Por A. Leticia Uribe M.
En los últimos años, he tenido la oportunidad
de impartir cursos, capacitaciones y entrenamientos en diferentes temas
relacionados con la práctica narrativa, a poblaciones de muy diversa índole:
trabajadorxs sociales, terapeutas, abogadxs, orientadorxs, etc.
En todos los contextos, aún antes de pensar en
el programa, las actividades o los recursos didácticos, he mantenido la idea de
dar mucha importancia a mi postura como instructora. Para mi ha sido
fundamental poder trasladar y adaptar al contexto de enseñanza la postura
descentrada pero influyente que se utiliza en la terapia narrativa.
En el contexto de la terapia, la actitud
descentrada pero influyente consiste en que el/la terapeuta tiene claro que no
es autor/a de las posturas que va tomando la persona que le consulta. El papel
del/la terapeuta es mas bien de influencia, es decir, que a través de las
diferentes categorías de cuestionamiento, le brinda a las personas la oportunidad
de posicionarse de modos nuevos frente a sus dilemas. La intención es dar voz a
aquello que la persona valora y que da sustento a sus historias preferidas
(White, 2007). Esto significa que lo más
importante para tomar una nueva postura ante los problemas y predicamentos de
la vida, es la sabiduría de la persona que consulta, sabiduría acerca de lo que
es mejor para su propia vida, de lo que valora, de lo que le enriquece, etc. Se
busca influir en el desarrollo de nuevas historias que se conecten de manera
directa con dichas sabidurías, para que la persona pueda legitimarlas y tomar
acciones y decisiones que les den congruencia y que las hagan crecer.

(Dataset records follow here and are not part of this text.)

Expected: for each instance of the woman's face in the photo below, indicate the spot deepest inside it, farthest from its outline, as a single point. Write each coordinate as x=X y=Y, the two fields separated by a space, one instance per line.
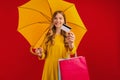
x=58 y=20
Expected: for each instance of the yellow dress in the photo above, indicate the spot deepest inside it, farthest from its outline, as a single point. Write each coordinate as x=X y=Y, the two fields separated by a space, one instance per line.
x=54 y=53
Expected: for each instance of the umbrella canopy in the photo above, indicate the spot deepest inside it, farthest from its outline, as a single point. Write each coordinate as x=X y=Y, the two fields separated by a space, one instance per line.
x=35 y=18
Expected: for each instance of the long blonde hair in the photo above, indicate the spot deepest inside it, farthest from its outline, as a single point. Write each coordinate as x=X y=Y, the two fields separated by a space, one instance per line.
x=52 y=30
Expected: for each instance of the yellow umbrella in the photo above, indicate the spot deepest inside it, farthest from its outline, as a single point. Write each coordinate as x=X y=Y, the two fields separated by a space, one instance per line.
x=35 y=18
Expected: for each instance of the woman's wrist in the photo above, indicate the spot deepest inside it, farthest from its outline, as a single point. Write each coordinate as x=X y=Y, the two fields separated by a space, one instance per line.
x=71 y=46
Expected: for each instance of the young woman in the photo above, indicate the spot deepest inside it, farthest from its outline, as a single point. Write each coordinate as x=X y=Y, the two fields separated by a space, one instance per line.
x=58 y=44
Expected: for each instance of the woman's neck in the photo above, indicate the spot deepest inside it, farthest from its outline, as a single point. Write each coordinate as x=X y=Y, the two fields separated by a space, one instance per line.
x=58 y=30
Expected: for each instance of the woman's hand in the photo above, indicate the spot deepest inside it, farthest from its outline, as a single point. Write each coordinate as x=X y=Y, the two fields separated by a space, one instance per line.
x=70 y=39
x=39 y=51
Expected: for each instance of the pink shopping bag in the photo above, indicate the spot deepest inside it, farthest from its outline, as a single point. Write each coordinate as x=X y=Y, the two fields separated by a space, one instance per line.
x=73 y=69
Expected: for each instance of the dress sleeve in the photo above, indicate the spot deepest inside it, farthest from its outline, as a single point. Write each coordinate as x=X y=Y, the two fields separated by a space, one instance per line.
x=44 y=50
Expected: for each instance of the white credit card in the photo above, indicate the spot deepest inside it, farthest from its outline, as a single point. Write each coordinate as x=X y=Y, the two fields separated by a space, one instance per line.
x=66 y=28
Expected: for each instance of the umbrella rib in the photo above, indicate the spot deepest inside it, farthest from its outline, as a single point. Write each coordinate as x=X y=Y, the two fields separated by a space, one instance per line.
x=33 y=24
x=77 y=25
x=47 y=17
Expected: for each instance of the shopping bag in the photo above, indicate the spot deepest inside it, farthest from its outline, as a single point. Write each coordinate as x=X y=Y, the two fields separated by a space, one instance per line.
x=73 y=69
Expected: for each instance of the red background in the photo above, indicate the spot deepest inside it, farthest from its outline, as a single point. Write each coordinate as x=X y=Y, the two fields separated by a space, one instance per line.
x=100 y=45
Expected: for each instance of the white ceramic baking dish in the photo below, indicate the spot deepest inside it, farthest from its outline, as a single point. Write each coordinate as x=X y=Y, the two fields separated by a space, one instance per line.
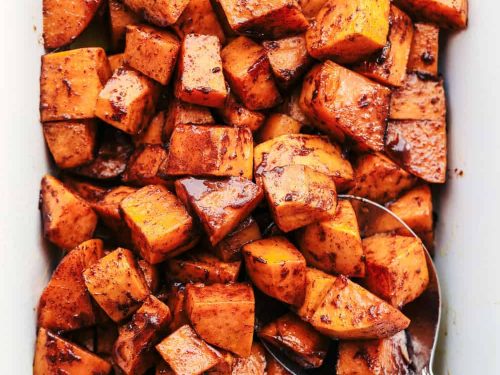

Esto mismo se puede aplicar al contexto de la
enseñanza, especialmente si lo que estamos enseñando son las prácticas
narrativas. Cheryl White y David Denborough (2005) mencionan que cuando
buscamos ser entrenadxs o entrenar a otrxs en la práctica narrativa, es por que
nos atrae la metáfora del desarrollo de historias, el compromiso con las prácticas no
patologizantes y el desarrollo de las propias habilidades.